Mr. Trump on Wednesday (June 17, 2026) was non-committal about a U.S. re-imposition of sanctions on Russia. “We are looking at that. We’re ​seeing how far the price ‌of oil comes down; it’s, it’s really tumbling,” he told reporters during the G7 summit in France.

On Tuesday (June 16, 2026), Mr. Trump suggested the U.S. could allow the re-imposition of the sanctions by ending the waiver. “Soon we’ll be able to ‌do that, because the oil is now flowing out of ​the Middle East,” he said.

The Trump administration last year slapped sanctions on Russian oil majors Rosneft and Lukoil to pressure Russia ⁠to end its war in Ukraine by depriving Moscow of oil revenue. Russia is one of the world’s top oil exporters, along with the United ‌States and Saudi Arabia.

The U.S. has allowed the waiver to expire in recent months only to extend it days later. The White House and Treasury Department’s Office of Foreign Assets Control did not immediately respond to requests for comment.

Tehran can immediately sell oil after a ceremony expected later this week for the signing of the deal, a senior U.S. official said ‌on Tuesday (June 16 , 2026). But it could take months to bring oil and gas flows to normal ​levels. International Energy Agency head Fatih Birol has said the Iran war has led to the biggest disruption to global ⁠energy markets in history.
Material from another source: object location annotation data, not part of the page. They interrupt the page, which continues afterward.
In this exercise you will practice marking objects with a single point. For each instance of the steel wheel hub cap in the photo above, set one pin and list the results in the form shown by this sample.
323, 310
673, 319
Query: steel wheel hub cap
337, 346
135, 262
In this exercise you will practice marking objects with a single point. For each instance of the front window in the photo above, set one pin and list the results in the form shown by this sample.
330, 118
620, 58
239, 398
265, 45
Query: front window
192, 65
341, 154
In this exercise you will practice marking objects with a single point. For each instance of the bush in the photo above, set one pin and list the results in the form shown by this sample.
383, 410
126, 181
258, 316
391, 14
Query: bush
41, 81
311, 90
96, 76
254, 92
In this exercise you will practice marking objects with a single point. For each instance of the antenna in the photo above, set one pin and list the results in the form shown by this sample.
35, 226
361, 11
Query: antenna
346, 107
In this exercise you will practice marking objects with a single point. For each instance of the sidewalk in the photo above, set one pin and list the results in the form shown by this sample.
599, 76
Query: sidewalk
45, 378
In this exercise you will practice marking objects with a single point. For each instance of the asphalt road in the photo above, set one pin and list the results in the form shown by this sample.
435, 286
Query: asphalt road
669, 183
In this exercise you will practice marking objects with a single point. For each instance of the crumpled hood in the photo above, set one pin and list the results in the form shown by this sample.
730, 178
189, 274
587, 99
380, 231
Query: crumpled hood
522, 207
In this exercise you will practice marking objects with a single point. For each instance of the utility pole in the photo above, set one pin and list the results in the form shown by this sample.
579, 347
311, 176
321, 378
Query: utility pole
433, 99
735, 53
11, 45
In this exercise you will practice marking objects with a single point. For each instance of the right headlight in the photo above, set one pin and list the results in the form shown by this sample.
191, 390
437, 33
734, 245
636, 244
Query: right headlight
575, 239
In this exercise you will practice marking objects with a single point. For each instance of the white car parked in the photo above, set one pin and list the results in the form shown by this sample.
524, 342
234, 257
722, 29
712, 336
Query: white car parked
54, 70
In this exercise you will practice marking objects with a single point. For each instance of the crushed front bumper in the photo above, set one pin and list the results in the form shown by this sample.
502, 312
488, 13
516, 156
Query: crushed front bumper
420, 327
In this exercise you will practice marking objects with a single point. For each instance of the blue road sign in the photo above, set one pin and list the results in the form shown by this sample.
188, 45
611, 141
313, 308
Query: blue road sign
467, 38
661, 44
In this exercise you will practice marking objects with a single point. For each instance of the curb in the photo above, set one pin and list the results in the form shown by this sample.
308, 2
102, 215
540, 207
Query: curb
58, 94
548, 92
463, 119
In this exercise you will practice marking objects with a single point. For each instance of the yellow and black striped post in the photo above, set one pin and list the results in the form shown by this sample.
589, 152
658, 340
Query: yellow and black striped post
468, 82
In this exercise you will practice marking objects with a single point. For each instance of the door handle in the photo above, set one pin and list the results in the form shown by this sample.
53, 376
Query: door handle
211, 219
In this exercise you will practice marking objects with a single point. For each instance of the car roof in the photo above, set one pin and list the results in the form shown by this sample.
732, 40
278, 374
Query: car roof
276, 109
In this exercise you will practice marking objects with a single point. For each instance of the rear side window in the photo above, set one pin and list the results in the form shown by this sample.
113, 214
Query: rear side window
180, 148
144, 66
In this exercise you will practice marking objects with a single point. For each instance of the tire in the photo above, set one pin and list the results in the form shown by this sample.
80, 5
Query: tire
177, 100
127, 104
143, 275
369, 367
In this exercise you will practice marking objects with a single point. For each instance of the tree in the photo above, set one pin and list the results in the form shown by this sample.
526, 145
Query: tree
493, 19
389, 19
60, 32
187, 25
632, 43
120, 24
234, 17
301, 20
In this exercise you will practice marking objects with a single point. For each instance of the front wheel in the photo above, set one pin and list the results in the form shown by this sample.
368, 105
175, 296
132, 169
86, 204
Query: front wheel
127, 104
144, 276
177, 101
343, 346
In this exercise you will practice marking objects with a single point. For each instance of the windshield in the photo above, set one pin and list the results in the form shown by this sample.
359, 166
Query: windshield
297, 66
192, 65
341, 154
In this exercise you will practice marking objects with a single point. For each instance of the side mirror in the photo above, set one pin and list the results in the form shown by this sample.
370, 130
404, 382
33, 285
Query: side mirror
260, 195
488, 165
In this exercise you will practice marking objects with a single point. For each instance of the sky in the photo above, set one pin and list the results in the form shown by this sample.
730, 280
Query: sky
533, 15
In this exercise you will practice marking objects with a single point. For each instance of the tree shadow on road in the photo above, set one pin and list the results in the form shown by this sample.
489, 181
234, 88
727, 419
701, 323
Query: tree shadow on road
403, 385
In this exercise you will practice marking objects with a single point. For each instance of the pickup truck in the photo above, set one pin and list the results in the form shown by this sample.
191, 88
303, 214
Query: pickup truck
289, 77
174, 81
Russian President Vladimir Putin’s special envoy Kirill Dmitriev, who was involved ⁠in talks with the U.S. on previous extensions, said on June 4 that U.S. officials understood the waivers’ role in stabilising markets.

U.S. ‌envoys Steve Witkoff and Jared Kushner, who have led U.S.-brokered negotiations aimed at ending the war in Ukraine, will visit Russia soon, the ​Kremlin said on Sunday (June 14, 2026).